Since PEM is a common factor influencing morbidity and mortality of hemodialysis patients, assessing their nutritional status is important. Many other methods are available for the assessment of nutritional status of hemodialysis patient (10), but only one nutrition assessment tool, the modified SGA nutrition assessment, is being used in the Philippines (11).  The first prospective observational study done in this institution in which the MHD patients were nutritionally assessed by modified SGA dialysis malnutrition score, food intake recall and anthropometry showed that 45% have moderate malnutrition and 36% have severe malnutrition (12). Another study done in Metro-Manila using the PhilSPEN modified SGA showed a prevalence of malnutrition of 77% with 57% having severe malnutrition (13). The aim of this study was to determine association of the nutritional status indicators with mortality of patients on maintenance hemodialysis.

 

METHODOLOGY | Back

Patients

This is a retrospective cohort study of 29 adult patients purposively  selected from the outpatient hemodialysis center at Premiere Medical Center. They were part in hospital malnutrition prevalence study among hemodialysis patients previously conducted (12). Hospital administration and informed consent to participate were obtained. The inclusion criteria were: age above 18 years old and those patients nutritionally assessed within the 2010 PMC Malnutrition Prevalence Study among maintenance hemodialysis patients.

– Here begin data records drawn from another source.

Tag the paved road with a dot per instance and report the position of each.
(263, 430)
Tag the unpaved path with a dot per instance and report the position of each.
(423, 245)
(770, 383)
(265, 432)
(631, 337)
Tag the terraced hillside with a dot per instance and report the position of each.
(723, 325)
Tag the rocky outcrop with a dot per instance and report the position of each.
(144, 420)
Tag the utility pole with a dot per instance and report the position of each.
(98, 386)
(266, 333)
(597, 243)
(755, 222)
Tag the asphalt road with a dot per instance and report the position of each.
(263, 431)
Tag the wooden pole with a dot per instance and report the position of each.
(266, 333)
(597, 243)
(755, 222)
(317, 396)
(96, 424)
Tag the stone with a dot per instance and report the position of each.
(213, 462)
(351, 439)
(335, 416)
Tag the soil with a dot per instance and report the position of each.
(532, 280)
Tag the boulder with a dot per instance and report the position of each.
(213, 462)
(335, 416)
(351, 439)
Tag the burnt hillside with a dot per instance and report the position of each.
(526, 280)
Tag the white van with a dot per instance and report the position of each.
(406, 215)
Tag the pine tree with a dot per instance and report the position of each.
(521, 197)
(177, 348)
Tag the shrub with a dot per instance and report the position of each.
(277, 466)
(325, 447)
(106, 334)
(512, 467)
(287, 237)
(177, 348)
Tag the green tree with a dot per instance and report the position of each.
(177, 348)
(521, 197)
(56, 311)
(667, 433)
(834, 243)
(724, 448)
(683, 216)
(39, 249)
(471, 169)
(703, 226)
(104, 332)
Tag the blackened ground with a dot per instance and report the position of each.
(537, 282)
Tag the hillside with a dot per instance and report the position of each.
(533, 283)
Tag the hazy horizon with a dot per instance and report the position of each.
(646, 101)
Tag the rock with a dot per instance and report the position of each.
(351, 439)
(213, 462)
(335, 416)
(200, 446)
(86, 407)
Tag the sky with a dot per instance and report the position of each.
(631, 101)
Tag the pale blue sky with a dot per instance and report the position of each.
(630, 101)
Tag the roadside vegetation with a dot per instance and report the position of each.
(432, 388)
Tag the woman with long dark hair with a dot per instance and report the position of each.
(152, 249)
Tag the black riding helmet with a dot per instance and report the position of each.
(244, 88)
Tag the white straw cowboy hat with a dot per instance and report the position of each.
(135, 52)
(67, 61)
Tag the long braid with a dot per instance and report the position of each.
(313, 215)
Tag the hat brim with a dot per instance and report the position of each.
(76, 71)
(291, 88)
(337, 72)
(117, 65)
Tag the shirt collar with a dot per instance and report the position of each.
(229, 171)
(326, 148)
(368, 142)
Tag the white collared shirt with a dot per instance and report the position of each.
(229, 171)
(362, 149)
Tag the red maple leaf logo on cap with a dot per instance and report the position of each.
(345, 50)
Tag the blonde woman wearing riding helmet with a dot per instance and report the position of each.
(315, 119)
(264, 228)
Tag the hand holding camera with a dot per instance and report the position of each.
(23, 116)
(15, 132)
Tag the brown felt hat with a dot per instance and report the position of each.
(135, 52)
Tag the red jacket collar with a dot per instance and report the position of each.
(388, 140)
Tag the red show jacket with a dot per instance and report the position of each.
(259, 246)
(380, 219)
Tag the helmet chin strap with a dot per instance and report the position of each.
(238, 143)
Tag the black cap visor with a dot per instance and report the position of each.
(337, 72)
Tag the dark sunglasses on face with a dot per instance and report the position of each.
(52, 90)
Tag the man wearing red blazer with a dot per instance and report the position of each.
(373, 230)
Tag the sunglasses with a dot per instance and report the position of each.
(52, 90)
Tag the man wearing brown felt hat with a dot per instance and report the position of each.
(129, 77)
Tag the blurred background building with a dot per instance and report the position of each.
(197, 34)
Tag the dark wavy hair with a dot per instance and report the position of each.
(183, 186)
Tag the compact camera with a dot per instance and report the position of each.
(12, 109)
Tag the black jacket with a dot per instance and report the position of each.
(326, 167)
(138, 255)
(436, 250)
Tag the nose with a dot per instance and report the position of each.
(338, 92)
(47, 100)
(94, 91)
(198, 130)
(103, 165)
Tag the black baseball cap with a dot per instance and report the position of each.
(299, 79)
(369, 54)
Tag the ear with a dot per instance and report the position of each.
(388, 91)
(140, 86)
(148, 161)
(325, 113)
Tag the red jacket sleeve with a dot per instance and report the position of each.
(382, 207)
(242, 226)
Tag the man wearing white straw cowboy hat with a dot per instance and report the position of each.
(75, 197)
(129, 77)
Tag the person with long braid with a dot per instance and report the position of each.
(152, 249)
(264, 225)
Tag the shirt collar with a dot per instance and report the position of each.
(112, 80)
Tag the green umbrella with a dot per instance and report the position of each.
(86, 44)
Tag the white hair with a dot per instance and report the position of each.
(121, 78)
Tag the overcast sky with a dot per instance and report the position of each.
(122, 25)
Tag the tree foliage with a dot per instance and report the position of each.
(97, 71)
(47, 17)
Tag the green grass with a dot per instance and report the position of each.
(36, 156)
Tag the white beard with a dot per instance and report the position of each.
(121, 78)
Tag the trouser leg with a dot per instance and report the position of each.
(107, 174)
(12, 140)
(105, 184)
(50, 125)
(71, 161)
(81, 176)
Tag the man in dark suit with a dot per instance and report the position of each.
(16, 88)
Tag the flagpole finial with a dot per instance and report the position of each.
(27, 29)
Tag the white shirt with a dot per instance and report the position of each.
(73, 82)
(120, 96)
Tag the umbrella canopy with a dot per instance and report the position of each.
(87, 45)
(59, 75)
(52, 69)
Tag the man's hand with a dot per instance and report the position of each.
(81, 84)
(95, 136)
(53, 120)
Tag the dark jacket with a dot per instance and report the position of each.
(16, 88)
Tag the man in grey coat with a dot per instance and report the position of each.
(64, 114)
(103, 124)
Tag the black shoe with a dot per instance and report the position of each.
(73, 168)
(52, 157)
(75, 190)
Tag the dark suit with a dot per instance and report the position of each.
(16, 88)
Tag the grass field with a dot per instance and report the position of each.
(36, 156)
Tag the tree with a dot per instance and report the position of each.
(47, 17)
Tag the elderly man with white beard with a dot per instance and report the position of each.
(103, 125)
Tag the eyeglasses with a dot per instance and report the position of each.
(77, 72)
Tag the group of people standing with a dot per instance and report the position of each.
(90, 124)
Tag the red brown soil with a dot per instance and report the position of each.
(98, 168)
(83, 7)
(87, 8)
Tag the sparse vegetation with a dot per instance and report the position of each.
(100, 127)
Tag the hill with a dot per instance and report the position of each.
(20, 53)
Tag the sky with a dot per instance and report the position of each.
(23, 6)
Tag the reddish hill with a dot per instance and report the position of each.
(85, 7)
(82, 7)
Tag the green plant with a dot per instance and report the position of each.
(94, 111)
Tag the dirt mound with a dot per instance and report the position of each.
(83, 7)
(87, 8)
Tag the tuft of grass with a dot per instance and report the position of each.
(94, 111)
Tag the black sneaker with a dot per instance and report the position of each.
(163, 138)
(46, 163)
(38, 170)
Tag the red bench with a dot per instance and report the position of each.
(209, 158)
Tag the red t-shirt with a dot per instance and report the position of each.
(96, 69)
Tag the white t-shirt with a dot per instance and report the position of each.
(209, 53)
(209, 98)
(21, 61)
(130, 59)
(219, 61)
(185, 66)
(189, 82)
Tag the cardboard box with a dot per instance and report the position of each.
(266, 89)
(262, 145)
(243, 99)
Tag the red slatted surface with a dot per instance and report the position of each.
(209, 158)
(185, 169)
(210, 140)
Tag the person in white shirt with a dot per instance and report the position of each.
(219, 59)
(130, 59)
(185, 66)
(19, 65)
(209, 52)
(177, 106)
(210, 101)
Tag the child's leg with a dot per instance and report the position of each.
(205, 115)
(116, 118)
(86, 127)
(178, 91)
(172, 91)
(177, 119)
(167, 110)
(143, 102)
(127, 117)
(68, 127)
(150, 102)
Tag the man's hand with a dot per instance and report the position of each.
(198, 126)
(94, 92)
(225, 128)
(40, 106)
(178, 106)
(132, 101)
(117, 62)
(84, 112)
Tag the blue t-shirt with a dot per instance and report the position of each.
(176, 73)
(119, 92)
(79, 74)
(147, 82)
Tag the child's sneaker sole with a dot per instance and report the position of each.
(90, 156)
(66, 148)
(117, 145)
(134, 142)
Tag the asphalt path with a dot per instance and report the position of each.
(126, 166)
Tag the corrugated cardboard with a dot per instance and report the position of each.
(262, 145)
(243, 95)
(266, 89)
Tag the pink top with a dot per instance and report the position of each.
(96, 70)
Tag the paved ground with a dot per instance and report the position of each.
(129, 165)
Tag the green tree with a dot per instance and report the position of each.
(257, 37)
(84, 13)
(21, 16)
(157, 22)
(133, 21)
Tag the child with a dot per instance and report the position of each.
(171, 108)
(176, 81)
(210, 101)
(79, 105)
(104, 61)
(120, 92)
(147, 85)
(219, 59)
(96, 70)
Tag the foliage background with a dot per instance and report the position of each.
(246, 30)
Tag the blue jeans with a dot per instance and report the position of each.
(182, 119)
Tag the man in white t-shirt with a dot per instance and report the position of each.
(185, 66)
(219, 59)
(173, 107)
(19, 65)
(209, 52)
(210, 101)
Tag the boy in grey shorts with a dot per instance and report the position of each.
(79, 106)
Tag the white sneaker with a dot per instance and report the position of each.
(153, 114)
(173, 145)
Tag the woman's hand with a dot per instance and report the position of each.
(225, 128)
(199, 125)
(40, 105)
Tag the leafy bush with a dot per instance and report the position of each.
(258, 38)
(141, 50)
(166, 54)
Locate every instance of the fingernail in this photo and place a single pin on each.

The exclusion criteria were: 1) elective living donor kidney transplant within six months; 2) moved from the study center to another dialysis center within 2 years; 3) positive hepatitis B or HIV serology; or 4) failure to sign the informed consent form.

Data Collection

The patients’ charts were reviewed and data were collected for several nutritional indicators including BMI, serum albumin, serum creatinine,  lymphocyte count, and modified SGA. Baseline measurements were made during the year the patients entered from the previous prevalence study (May 10 to October 2010) and involved clinical, anthropometrical and laboratory examinations. After that, the patients were monitored after two years (September 2012) in the same manner. Anthropometric measurements and nutrition assessment using the modified SGA (modified SGA study) were done by the same nutrition nurse and dietitians in the prevalence study.
 
Nutritional Assessment

The nutritional status of the patients was assessed by the modified Subjective Global Assessment technique (Dialysis Malnutrition Scoring Tool) (14). Patients were re-evaluated within two years from their initial nutrition assessment. For the purpose of statistical analysis, patients were divided into two groups: normal or well nourished, undernourished (this included moderately or suspected malnutrition) and the severely malnourished, as defined by modified Subjective Global Assessment.

 

Outcome Variables

The primary outcome was   death while secondary outcomes include number of OPD visits and current nutritional status of survivors. We censored patients at the time of living (18) or deceased (10) at  the  end of the study observation period on November 30, 2012.

Data Analysis

Descriptive analysis involved the determination of summary statistics such as the mean, range and standard deviation for quantitative variables (e.g. age) and the frequency and percentage distribution of qualitative variables (e.g. sex). The point and 95% confidence interval (CI) estimates of the mortality rate of the patients were also derived. Cox proportional hazards analysis was used to determine the crude association of baseline demographic, anthropometric, nutritional, and biochemical parameters with mortality. Whenever data was sparse, the variables were dichotomized and Fisher’s exact test was performed. Meanwhile, Pearson correlation analysis was performed to determine the correlation between the baseline anthropometric, nutritional and parameters revealed that the modified SGA score and the number of  hospital visits. A 5% level of significance was used to test the hypothesis that there is a significant correlation between two variables. Stata version 12 was used in the said computations.


RESULTS | Back

Patient Profile

Twenty-nine (29) patients undergoing hemodialysis were enrolled into the study and followed up after two years to determine mortality. At baseline, the mean age of the said patients was 52.10 years with a standard deviation of 15.38 years. Furthermore, the oldest and youngest patients were aged 22 and 83 years, respectively. 58.62% or 17 out of 29 of these patients are males. Table 1 presents the age and sex distribution of the patients.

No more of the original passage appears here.